Made me feel like less than even that.
But that’s another tale.
What else to say about this sad little room? A mug stained with coffee at the absolute bottom that just couldn’t get scrubbed out. I use the mug to store my medicine kit.
Or rather, my various tangerine bottles with the condescending childproof cap on them.
Or rather, just a singular tangerine bottle. The latest in a glorious lineage.

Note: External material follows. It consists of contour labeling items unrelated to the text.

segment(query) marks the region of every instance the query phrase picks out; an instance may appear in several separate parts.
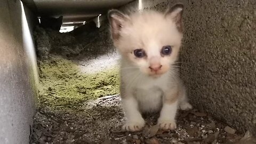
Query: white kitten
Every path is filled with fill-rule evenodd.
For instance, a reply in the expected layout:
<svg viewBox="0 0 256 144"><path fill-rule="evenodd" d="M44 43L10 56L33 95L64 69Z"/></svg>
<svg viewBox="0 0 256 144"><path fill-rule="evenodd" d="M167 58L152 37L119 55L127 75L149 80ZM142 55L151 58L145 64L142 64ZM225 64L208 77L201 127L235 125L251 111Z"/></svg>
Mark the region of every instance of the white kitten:
<svg viewBox="0 0 256 144"><path fill-rule="evenodd" d="M157 110L160 127L174 130L178 107L192 108L174 66L182 38L183 8L177 4L164 13L108 13L112 39L122 55L120 90L127 119L123 128L127 131L144 126L142 112Z"/></svg>

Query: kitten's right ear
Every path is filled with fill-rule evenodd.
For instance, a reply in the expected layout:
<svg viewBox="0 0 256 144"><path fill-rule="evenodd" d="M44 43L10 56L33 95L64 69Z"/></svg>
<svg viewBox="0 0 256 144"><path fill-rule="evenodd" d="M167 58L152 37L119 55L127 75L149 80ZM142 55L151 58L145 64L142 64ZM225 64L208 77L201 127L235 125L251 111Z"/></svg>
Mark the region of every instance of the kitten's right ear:
<svg viewBox="0 0 256 144"><path fill-rule="evenodd" d="M177 3L171 6L169 5L165 12L165 17L172 19L180 32L183 31L182 13L184 6L182 3Z"/></svg>
<svg viewBox="0 0 256 144"><path fill-rule="evenodd" d="M118 10L112 10L108 11L108 18L111 25L112 38L117 40L120 37L122 28L129 17Z"/></svg>

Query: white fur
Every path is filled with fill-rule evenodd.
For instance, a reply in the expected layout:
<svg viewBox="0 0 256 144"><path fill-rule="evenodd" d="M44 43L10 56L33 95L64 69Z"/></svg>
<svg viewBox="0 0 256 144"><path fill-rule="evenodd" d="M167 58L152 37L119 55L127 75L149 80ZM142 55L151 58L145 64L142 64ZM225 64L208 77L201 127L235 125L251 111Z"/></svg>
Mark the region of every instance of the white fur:
<svg viewBox="0 0 256 144"><path fill-rule="evenodd" d="M122 99L123 107L127 118L123 129L136 131L144 126L145 122L139 111L138 101L133 97Z"/></svg>
<svg viewBox="0 0 256 144"><path fill-rule="evenodd" d="M140 130L145 125L141 112L161 110L160 127L173 130L178 105L181 109L191 108L178 70L172 65L178 59L183 37L173 16L181 10L176 9L170 17L149 11L124 15L119 18L122 21L110 21L122 22L118 27L117 23L111 26L112 31L118 32L112 33L114 44L122 56L121 92L127 119L123 129ZM171 47L171 53L163 55L161 51L166 46ZM143 50L146 56L136 57L134 51L138 49ZM161 66L157 73L151 70L153 65Z"/></svg>
<svg viewBox="0 0 256 144"><path fill-rule="evenodd" d="M162 108L158 124L160 128L164 130L174 130L176 129L175 116L177 111L178 102L172 103L165 103Z"/></svg>

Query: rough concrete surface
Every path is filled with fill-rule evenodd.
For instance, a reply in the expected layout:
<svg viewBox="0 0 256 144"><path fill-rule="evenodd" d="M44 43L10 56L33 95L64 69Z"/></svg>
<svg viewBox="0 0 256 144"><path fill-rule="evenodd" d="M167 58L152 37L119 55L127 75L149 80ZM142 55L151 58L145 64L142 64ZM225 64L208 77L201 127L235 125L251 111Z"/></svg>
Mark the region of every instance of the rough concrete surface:
<svg viewBox="0 0 256 144"><path fill-rule="evenodd" d="M30 23L23 27L19 1L1 2L0 143L26 144L29 142L35 95L35 71L25 46L28 45L23 43L32 39L22 31L25 27L29 31Z"/></svg>
<svg viewBox="0 0 256 144"><path fill-rule="evenodd" d="M256 1L142 1L143 9L159 11L168 3L184 4L180 61L190 101L256 133Z"/></svg>

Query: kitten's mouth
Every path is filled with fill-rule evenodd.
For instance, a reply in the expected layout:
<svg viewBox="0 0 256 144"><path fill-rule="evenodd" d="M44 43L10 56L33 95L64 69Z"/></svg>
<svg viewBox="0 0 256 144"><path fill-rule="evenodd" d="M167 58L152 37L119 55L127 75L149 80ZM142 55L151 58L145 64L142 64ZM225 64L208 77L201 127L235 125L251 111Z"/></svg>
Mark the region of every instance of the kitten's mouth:
<svg viewBox="0 0 256 144"><path fill-rule="evenodd" d="M155 72L151 72L149 73L149 76L151 76L153 77L158 77L161 76L164 73L158 71L155 71Z"/></svg>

It’s a bottle of antidepressants. Antidepressant brand fifty-eight, to be exact, procured from a nice young man on a street corner in New York. Per usual, it didn’t work. Human medicine cannot suffice for Siren needs even if Sirens, like humans, might suffer from similar afflictions. I tried therapy, the kind where you text your therapist. But then the lies became too much, getting my story mixed up about what cities I lived in. How old I was. Also, I made a bad deal with a garuda, an anthropomorphic eagle warrior who flew over from Jakarta to party in Manhattan on a whim. Long story short, I lost my cellphone, my cellphone therapist, and a couple of teeth. I only replaced one of those things.
Vampires make great dentists, but horrible therapists.
We are immortal but not invincible.
As I walk further into the space, I see two young men are waiting for me in my room. One is transparent, and the other is a corpse with a rope around his neck, swinging from the rafters and smelling of rot and mildew.
“Hello there,” says the ghost. “My name is Byron López. I hate to be a bother, but could you cut my body down from there?”